Medicolegal Aspects of Surgical Technology Flashcards
A health professional’s failure to provide care to a patient, especially when there is an implied contract to do so. Examples include leaving the operating room during a surgical case without transferring care to another person, and leaving a patient on a stretcher alone in the hallway.
Abandonment
Accepting responsibility for one’s actions. In a professional context, this means that roles and actions accepted by an individual within the context of their occupation require the person to accept responsibility for the consequences of carrying them out.
Accountability
Laws created by an agency or a department of the U.S. government.
Administrative laws
A document in which a person gives instructions about his or her medical care in the event that the individual cannot speak for his/herself. Examples are a living will and a medical power of attorney.
Advance directive
Money awarded in a civil lawsuit to compensate the injured party.
Damages
A derogatory statement concerning another person’s skill, character, or reputation.
Defamation
The assignment of one’s duties to another person.
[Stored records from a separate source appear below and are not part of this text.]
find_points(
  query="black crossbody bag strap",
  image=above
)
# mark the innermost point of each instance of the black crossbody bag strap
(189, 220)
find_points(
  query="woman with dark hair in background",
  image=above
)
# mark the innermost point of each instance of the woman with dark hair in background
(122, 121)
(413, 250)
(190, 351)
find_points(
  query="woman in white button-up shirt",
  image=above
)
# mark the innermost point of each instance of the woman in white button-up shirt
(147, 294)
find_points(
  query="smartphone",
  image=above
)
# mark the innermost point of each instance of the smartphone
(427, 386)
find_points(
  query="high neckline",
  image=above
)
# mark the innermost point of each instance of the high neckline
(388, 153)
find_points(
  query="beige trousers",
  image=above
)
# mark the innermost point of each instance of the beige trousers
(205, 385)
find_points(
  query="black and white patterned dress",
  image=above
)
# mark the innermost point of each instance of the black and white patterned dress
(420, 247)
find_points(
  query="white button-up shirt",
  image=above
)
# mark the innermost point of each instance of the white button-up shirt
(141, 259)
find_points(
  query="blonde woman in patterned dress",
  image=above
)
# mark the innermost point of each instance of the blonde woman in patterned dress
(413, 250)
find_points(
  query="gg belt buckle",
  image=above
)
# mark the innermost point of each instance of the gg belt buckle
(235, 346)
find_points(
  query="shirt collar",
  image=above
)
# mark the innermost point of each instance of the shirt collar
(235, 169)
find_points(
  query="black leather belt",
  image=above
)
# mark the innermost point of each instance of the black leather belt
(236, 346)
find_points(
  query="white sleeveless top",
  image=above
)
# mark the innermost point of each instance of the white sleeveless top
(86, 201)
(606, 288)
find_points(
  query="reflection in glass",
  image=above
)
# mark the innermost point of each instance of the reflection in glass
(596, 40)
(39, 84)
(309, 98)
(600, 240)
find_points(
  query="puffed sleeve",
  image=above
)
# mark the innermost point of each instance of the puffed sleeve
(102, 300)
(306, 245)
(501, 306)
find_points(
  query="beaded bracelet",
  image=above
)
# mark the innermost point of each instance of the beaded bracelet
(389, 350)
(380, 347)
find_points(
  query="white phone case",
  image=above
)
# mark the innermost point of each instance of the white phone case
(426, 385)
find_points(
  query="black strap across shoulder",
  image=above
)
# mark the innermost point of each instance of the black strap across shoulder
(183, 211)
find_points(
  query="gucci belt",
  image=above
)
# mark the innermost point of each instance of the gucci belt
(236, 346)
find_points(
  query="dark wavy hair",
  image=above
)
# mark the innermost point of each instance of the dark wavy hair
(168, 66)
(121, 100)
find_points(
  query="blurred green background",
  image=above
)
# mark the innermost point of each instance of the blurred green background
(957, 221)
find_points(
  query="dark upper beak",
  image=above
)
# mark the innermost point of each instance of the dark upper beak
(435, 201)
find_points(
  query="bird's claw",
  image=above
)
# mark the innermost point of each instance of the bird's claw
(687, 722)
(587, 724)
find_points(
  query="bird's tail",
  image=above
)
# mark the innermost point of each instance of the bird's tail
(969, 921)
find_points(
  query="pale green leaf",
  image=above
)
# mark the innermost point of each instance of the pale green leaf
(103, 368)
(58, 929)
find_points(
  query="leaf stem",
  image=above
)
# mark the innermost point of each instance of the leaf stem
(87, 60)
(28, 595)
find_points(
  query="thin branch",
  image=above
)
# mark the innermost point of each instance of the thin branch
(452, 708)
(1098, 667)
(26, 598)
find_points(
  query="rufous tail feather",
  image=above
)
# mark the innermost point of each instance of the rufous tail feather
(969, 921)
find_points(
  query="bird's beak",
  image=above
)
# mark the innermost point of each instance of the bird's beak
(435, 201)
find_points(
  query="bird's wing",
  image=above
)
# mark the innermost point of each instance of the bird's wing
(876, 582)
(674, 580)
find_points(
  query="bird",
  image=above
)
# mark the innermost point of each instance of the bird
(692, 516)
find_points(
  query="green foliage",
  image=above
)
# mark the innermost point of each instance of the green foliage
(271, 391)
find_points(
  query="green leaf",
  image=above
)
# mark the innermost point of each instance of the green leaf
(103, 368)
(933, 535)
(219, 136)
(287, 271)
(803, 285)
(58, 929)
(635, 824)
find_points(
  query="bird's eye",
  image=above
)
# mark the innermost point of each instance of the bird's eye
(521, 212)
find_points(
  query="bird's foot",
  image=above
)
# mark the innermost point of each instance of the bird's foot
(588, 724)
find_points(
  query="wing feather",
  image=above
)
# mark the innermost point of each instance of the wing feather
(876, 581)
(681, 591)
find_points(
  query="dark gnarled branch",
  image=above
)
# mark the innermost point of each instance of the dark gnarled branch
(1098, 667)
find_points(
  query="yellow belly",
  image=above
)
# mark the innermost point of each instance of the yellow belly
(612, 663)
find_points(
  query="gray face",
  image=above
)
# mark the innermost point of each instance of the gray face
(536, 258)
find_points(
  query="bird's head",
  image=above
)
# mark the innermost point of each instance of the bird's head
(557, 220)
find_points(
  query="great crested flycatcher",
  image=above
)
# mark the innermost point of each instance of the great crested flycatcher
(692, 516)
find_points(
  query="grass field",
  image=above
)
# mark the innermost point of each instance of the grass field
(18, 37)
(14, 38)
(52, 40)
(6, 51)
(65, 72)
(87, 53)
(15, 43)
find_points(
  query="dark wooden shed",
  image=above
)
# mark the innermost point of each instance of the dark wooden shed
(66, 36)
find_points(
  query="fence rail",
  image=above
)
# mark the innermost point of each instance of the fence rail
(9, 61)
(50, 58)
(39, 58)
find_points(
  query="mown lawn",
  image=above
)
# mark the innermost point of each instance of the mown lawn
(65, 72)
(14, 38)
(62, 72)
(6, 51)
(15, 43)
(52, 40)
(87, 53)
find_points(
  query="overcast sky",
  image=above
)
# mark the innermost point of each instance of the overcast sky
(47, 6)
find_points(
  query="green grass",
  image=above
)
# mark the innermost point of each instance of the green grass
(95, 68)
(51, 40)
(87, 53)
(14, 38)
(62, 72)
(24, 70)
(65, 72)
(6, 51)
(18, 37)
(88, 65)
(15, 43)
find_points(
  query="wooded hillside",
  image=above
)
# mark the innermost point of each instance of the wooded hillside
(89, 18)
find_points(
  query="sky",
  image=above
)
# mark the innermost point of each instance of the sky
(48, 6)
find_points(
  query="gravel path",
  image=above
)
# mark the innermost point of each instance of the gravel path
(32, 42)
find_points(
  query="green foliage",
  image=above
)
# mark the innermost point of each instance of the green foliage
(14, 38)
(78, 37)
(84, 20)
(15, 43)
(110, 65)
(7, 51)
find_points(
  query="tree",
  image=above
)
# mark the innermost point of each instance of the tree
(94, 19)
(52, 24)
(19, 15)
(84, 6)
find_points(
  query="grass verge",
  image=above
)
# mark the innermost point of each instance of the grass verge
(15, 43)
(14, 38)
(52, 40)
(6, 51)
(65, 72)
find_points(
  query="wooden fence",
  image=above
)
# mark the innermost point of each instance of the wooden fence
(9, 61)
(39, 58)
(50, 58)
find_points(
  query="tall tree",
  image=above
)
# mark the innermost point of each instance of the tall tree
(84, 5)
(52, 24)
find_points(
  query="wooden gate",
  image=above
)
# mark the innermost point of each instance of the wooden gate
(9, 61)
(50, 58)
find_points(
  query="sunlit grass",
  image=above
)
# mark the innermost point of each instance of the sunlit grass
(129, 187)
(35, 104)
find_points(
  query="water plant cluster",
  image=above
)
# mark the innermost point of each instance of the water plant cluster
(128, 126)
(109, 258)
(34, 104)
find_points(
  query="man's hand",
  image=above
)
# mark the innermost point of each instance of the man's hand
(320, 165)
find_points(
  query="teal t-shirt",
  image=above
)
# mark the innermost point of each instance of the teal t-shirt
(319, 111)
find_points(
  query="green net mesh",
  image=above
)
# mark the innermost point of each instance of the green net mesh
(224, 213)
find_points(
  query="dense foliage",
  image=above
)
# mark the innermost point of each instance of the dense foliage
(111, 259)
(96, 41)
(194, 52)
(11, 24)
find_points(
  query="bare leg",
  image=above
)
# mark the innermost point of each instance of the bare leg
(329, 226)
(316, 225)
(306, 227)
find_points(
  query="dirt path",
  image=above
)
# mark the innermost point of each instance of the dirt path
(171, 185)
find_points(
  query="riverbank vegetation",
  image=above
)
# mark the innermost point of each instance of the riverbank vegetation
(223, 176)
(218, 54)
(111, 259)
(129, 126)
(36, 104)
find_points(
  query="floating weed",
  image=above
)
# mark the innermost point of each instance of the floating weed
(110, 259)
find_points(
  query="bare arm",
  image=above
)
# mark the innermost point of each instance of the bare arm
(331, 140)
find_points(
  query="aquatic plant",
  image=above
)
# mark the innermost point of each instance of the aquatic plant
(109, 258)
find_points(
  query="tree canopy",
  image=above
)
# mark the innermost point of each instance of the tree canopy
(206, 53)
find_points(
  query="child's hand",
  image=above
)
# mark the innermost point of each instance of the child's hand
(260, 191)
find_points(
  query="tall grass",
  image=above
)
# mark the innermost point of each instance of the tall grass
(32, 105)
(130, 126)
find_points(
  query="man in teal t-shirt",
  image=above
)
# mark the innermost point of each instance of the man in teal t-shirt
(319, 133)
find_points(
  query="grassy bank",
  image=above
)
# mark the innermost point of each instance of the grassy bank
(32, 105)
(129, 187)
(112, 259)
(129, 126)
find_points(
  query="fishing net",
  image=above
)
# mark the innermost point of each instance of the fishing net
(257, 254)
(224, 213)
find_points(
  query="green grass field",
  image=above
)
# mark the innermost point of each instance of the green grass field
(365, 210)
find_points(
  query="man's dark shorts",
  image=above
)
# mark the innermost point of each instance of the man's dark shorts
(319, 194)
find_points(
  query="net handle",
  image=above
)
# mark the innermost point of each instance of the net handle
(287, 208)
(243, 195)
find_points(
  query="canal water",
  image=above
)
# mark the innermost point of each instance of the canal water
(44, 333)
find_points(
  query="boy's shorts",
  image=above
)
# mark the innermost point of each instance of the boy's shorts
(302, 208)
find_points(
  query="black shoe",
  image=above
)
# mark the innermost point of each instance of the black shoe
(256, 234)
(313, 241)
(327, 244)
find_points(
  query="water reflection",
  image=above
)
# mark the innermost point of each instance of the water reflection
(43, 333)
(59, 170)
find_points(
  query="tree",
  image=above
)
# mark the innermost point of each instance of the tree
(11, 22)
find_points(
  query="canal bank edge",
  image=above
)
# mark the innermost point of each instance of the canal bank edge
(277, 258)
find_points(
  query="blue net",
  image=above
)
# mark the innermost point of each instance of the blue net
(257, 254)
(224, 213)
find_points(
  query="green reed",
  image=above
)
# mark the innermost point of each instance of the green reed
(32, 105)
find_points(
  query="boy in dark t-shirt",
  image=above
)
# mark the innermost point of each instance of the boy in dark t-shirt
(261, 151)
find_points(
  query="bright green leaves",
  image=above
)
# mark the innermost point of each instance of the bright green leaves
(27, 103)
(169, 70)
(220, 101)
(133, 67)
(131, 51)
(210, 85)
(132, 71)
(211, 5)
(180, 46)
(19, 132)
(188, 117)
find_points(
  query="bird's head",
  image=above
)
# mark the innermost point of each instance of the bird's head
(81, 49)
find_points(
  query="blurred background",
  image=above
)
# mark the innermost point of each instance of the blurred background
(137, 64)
In medicine, the person who delegates a duty retains accountability for the action of the person to whom it is delegated.
Delegation
The testimony of a witness given under oath and transcribed by a court reporter during the retrial phase of a lawsuit.
Deposition
A situation or personal conflict that arises from a need to make a decision when none of the choices are acceptable.
Dilemma
Situations in which ethical choices involve conflicting values.
Ethical dilemmas
Core values that are based on knowledge of right and wrong- not based on culture, religion, or time. They are universal.
Ethics
Professional practices and their standards based on established scientific research rather than opinion or tradition.
Evidence-based practice
A written description of any event that caused harm or presented the risk of harm to a patient or staff in the course of normal health care.
Informed consent
Standards of conduct that apply to all people in a given society.
Laws
Legally responsible and accountable.
Liable
A legal document stating the patient’s wishes regarding care in the event the patient is unable to speak for himself or herself.
Living will
Negligence committed by a professional.
Malpractice
Unintentional acts of harm. Two ways it can occur: failure to do something that a reasonable person would do or the act of doing something a reasonable and prudent person wouldn’t do.
Negligence
The crime of intentionally lying or falsifying information during court testimony after a person has sworn to tell the truth.
Perjury
Actions intended to punish a person who has violated the law.
Punitive
An item that is inadvertently left inside the patient during surgery.
Retained foreign object
A federal regulation that requires the reporting of any incident causing death or injury that is suspected to be the result of a medical device.
Safe medical device act
An unexpected incident resulting in serious physical injury, psychological harm, or death. The near miss of injury or harm is also considered this.
Sentinel event
Sexual coercion, sexual innuendoes, or unwanted sexual comments, gestures, or touch.
Sexual harassment
Spoken defamation
Slander
A set of rules or guidelines an organization writes for its members. The rules pertain to how people behave and are based on the principles that the organization values, such as professionalism, and personal integrity.
Standards of conduct
Laws passed by state legislative bodies.
Statutes
A court order requiring its recipient to appear and testify at a trial or deposition. This can also include medical records.